Novel coronavirus disease (COVID-19) pandemic has become a global health emergency. It has been reported that a few conditions, including cancer, predispose individuals to SARS-CoV-2 infection and severe form of COVID-19. These findings led us to evaluate the susceptibility of colon adenocarcinoma (COAD) patients to SARS-CoV-2 infection by investigating ACE2 expression in their tumor tissues. The expression analysis revealed that both mRNA and protein levels of ACE2 had increased in colon cancer samples than normal group. Next, the prognosis analysis has indicated that the upregulation of ACE2 was not correlated with patient survival outcomes. Further assessment displayed the hypomethylation of the ACE2 gene promoter in COAD patients. This methylation status has a strong negative correlation with ACE2 gene expression. The functional enrichment analysis of the genes that had similar expression patterns with ACE2 in colon cancer tissues demonstrated that they mainly enriched in Vitamin digestion and absorption pathway. Finally, we found that ACE2 gene expression had a significant association with the immune cell infiltration levels in COAD patients. In conclusion, it has plausible that COAD patients are more likely to be infected with SARS-CoV-2 and experience severe injuries. Moreover, COVID-19 would bring unfavorable survival outcomes for patients with colon cancer by way of immune cell infiltration linked process. The present study highlights the importance of preventiveactionsfor COAD patients during the COVID-19 pandemic.

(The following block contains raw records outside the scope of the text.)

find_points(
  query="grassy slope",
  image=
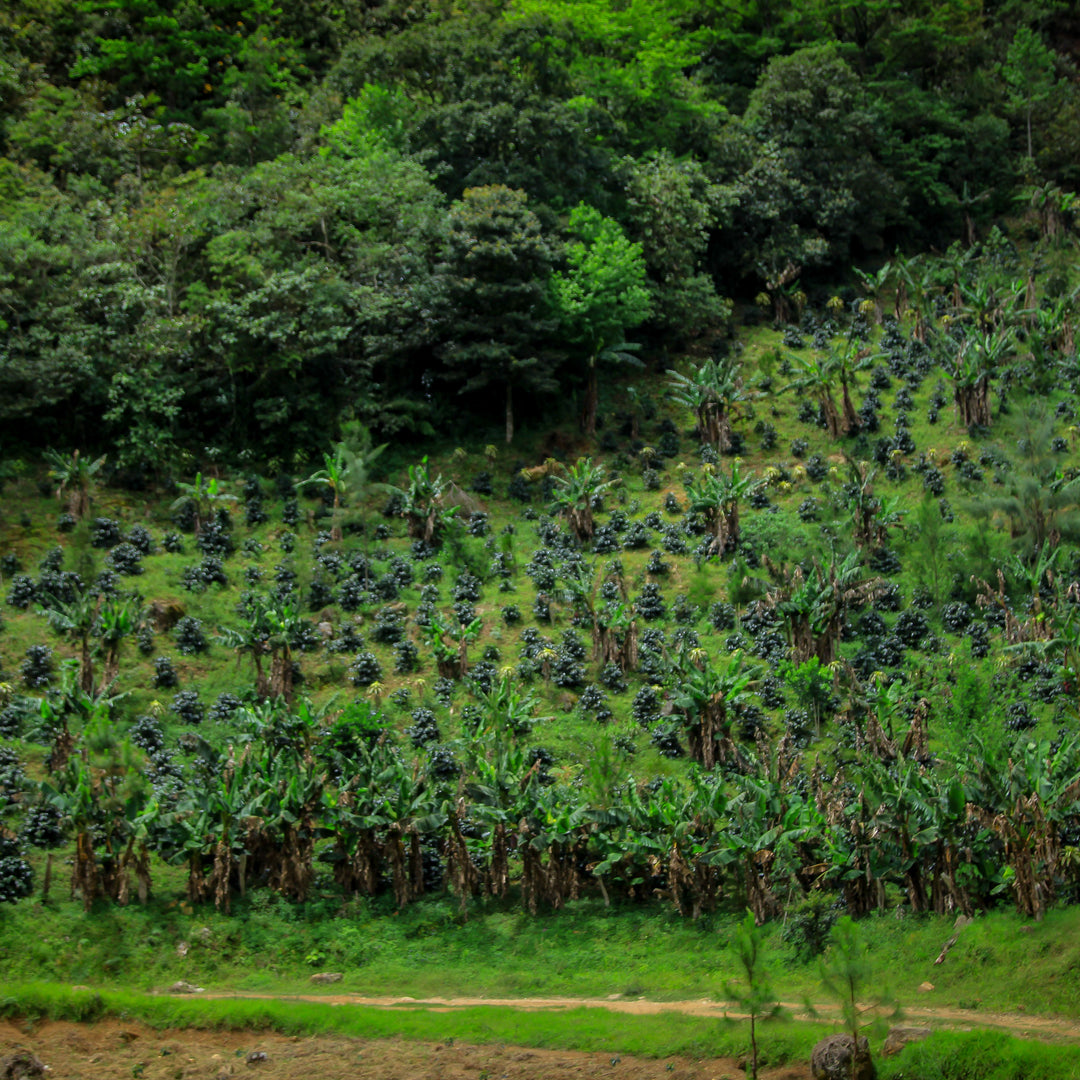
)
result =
(426, 950)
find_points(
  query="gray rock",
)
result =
(900, 1037)
(832, 1058)
(22, 1064)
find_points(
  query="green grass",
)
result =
(980, 1055)
(585, 950)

Keywords: COVID-19; Colon cancer; Immune cell infiltration; Prognosis; Susceptibility.

Fig. 1

The expression analysis of the ACE2 in colon cancer. We demonstrated the expression level of the ACE2 gene in multiple cancers (A), especially in COAD tissues and corresponding normal tissues (B), using the GEPIA2 database. The protein expression levels of ACE2 in normal tissue and colon cancer tissue were also obtained by the UALCAN database (C). ACE2: angiotensin-converting enzyme 2; COAD: Colon Adenocarcinoma; GEPIA: Gene Expression Profiling Interactive Analysis.

Fig. 2

Survival analysis of colon cancer patients based on ACE2 expression. We used the OnoLnc, and GENT2 databases to assess the overall survival analyses Based on the TCGA-COAD cohort data (A) and survival data of multiple GEO datasets (B), respectively. A log rank p-value < 0.05 was considered statistically significant. ACE2: angiotensin-converting enzyme 2; GENT2: Gene Expression database of Normal and Tumor tissues 2; TCGA: The Cancer Genome Atlas Program; COAD: Colon Adenocarcinoma.

Fig. 3

The promoter methylation status of the ACE2 gene in COAD. DNA methylation analysis by the UALCAN showed a lower methylation level for the ACE2 gene in COAD (A). We also detected the hypomethylation of the ACE2 promoter in COAD (B), and a strong negative correlation between the mRNA expression and the methylation status of the ACE2 gene in COAD (C, D), using the DNMIVD database. A p-value < 0.05 was defined as a threshold for this analysis. ACE2: angiotensin-converting enzyme 2; COAD: Colon Adenocarcinoma; DNMIVD: DNA Methylation Interactive Visualization Database.

Fig. 4

Data of GO and KEGG enrichment analysis. The top 100 genes with similar expression pattern with ACE2 in TCGA-COAD, the enriched information of biological process (A), cellular component (B), and molecular function (C) in GO analysis and KEGG pathway (D) were obtained using the Enrichr database. A p-value < 0.05 was defined as a threshold for this analysis. The terms were sorted according to the combined score computed by the Enrichr database. ACE2: angiotensin-converting enzyme 2; TCGA: The Cancer Genome Atlas; COAD: Colon Adenocarcinoma; GO: Gene Ontology; KEGG: Kyoto Encyclopedia Of Genes And Genomes.